We recommend using Import Jobs to import data from your cloud data sources like Snowflake and BigQuery, as it provides a simpler configuration interface and automatic scheduling of regular imports.

However, the Python SDK also provides a set of utility scripts for exporting data from a cloud data source to CSV files. These can then be imported to the Exabel platform as described in Importing via Exabel SDK.

The following cloud data sources are supported:

  • Snowflake
  • Google BigQuery
  • Amazon Athena

In order to use the export functionality with a given data source, the SDK must be installed with the necessary optional dependencies. See how to install the optional dependencies here.

Exporting data from Snowflake

Authentication to Snowflake is currently only possible using username and password. Here is an example on how to query Snowflake and store the results to a file my_entities.csv.

python -m exabel_data_sdk.scripts.sql.read_snowflake \
	--query="SELECT entity, display_name FROM entities" \
	--output-file="my_entities.csv" \
	--account="my_account_identifier" \
	--username="my_username" \
	--password="my_password"

Run python -m exabel_data_sdk.scripts.sql.read_snowflake --help to get a full printout of possible arguments.

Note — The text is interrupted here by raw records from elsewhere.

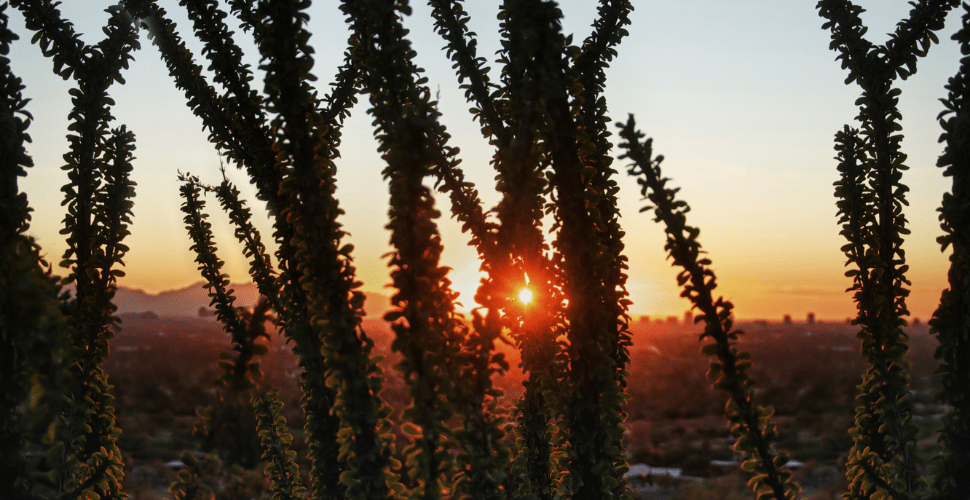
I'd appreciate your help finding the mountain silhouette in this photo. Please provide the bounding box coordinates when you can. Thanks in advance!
[104,281,391,319]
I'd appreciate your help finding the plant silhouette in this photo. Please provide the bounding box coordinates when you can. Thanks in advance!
[2,2,970,500]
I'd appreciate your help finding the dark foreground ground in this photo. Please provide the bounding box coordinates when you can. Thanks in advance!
[105,312,942,499]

Exporting data from Google BigQuery

If you have configured default application credentials for Google Cloud Platform using the Google Cloud SDK, you can query BigQuery without specifying any authentication method. The BigQuery client library will locate and use the default application credentials automatically. If you need to authenticate with a specific service account, you can use the argument --credentials-path with the path to a service account JSON file. Here is an example on how to query BigQuery and store the results to a file my_entities.csv.

python -m exabel_data_sdk.scripts.sql.read_bigquery \
	--query="SELECT entity, display_name FROM entities" \
	--output-file="my_entities.csv"

Run python -m exabel_data_sdk.scripts.sql.read_bigquery --help to get a full printout of possible arguments.

Exporting data using AWS Athena

When exporting data using Athena, we unload the query result to an S3 staging bucket before downloading the result, in order to be able to export large amounts of data more efficiently. See Athena's documentation on the UNLOAD statement for considerations and limitations when using this approach for querying data. In order to prevent large amounts of output data to accumulate in the staging bucket, you can configure an S3 Lifecycle configuration to automatically delete old query results.

If you have configured an AWS shared credentials file, you can query Athena without specifying any authentication method. The AWS client library will locate the credentials file and use the default profile automatically. You can also specify a different profile in the credentials file using the parameter --profile. If you need to authenticate with a specific access key, you can use the arguments --aws-access-key-id and --aws-secret-access-key . Here is an example on how to query Athena and store the results to a file my_entities.csv:

python -m exabel_data_sdk.scripts.sql.read_athena \
	--query="SELECT entity, display_name FROM entities" \
	--output-file="my_entities.csv" \
	--region="my_aws_region" \
	--s3-staging-dir="s3://my_bucket/path/to/staging_area/"

Run python -m exabel_data_sdk.scripts.sql.read_athena --help to get a full printout of possible arguments.